Unlike the number-crunching alternatives, British startup Graphcore, founded in 2016, has developed a brain for computers that excels at guesswork that they are calling IPUs, or intelligence processing units. Whereas human brains use intuition to simplify problems such as identifying an approaching friend, a computer might try to analyze every pixel of that person’s face, comparing it to a database of billions of images before attempting to say hello. That precision, which made sense when computers were primarily calculators, is massively inefficient for AI, burning huge quantities of energy to process all the relevant data.
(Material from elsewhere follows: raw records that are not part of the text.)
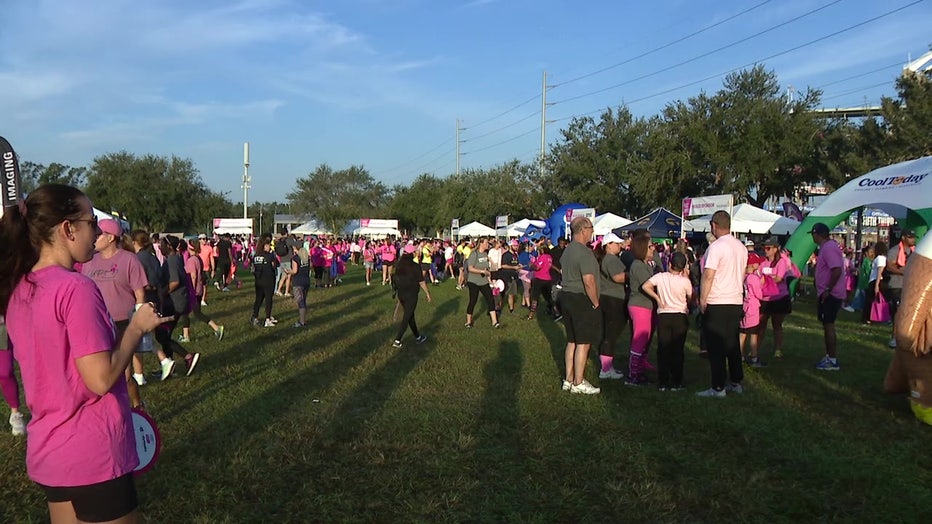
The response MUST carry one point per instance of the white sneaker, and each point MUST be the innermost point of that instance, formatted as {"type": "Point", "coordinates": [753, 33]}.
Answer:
{"type": "Point", "coordinates": [584, 388]}
{"type": "Point", "coordinates": [712, 392]}
{"type": "Point", "coordinates": [612, 374]}
{"type": "Point", "coordinates": [18, 423]}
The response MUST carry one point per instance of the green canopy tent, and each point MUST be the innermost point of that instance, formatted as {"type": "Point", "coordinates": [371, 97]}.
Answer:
{"type": "Point", "coordinates": [900, 188]}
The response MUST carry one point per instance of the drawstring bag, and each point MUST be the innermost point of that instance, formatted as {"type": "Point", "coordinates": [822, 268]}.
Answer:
{"type": "Point", "coordinates": [880, 309]}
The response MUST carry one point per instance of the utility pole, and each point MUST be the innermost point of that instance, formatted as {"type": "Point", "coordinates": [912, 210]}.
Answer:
{"type": "Point", "coordinates": [457, 147]}
{"type": "Point", "coordinates": [245, 179]}
{"type": "Point", "coordinates": [543, 123]}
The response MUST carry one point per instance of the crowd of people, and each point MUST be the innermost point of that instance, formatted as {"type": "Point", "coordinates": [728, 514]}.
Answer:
{"type": "Point", "coordinates": [94, 297]}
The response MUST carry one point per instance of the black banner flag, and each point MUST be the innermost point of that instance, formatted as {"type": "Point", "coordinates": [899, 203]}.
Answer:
{"type": "Point", "coordinates": [11, 187]}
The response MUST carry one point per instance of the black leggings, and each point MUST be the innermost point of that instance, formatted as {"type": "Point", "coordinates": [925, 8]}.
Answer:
{"type": "Point", "coordinates": [409, 304]}
{"type": "Point", "coordinates": [264, 292]}
{"type": "Point", "coordinates": [614, 320]}
{"type": "Point", "coordinates": [671, 337]}
{"type": "Point", "coordinates": [474, 290]}
{"type": "Point", "coordinates": [539, 287]}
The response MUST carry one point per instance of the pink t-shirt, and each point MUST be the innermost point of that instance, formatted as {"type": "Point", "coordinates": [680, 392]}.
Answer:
{"type": "Point", "coordinates": [193, 265]}
{"type": "Point", "coordinates": [780, 269]}
{"type": "Point", "coordinates": [117, 277]}
{"type": "Point", "coordinates": [75, 437]}
{"type": "Point", "coordinates": [728, 257]}
{"type": "Point", "coordinates": [830, 256]}
{"type": "Point", "coordinates": [753, 292]}
{"type": "Point", "coordinates": [674, 290]}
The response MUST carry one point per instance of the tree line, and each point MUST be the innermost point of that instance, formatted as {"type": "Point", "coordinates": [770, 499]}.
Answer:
{"type": "Point", "coordinates": [747, 139]}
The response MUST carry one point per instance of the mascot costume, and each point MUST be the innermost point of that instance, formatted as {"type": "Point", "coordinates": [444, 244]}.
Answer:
{"type": "Point", "coordinates": [911, 369]}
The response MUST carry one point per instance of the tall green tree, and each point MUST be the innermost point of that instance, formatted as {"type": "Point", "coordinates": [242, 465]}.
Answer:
{"type": "Point", "coordinates": [336, 197]}
{"type": "Point", "coordinates": [155, 193]}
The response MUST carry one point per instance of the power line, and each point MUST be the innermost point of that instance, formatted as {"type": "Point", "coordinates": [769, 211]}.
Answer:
{"type": "Point", "coordinates": [695, 58]}
{"type": "Point", "coordinates": [787, 51]}
{"type": "Point", "coordinates": [503, 142]}
{"type": "Point", "coordinates": [661, 48]}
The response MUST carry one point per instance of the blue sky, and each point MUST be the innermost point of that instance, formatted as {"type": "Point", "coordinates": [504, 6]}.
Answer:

Put another way, Graphcore is developing a brain for computers that, if its co-founders are right, will be able to process information more like a human instead of faking it through massive feats of number crunching. “For decades, we’ve been telling machines what to do, step by step, but we’re not doing that anymore,” Graphcore CEO Nigel Toon said to Bloomberg, describing how Graphcore’s chips instead teach machines how to learn. “This is like going back to the 1970s—we need to break out our wide lapels—when microprocessors were first coming out. We’re reinventing Intel.”
Graphcore has raised $328 million from investors, including BMW, Microsoft, and Samsung, and was last valued in December at $1.7 billion. It declined to comment on specific applications for its chips, citing nondisclosure agreements, but given its investors, some seem obvious: self-driving cars, Siri-like voice assistants, and cloud server farms. But Graphcore CTO Simon Knowles is most excited about humanity-altering applications, such as the impact IPUs could have on the complex analysis that scientists need for research in climate change and medicine.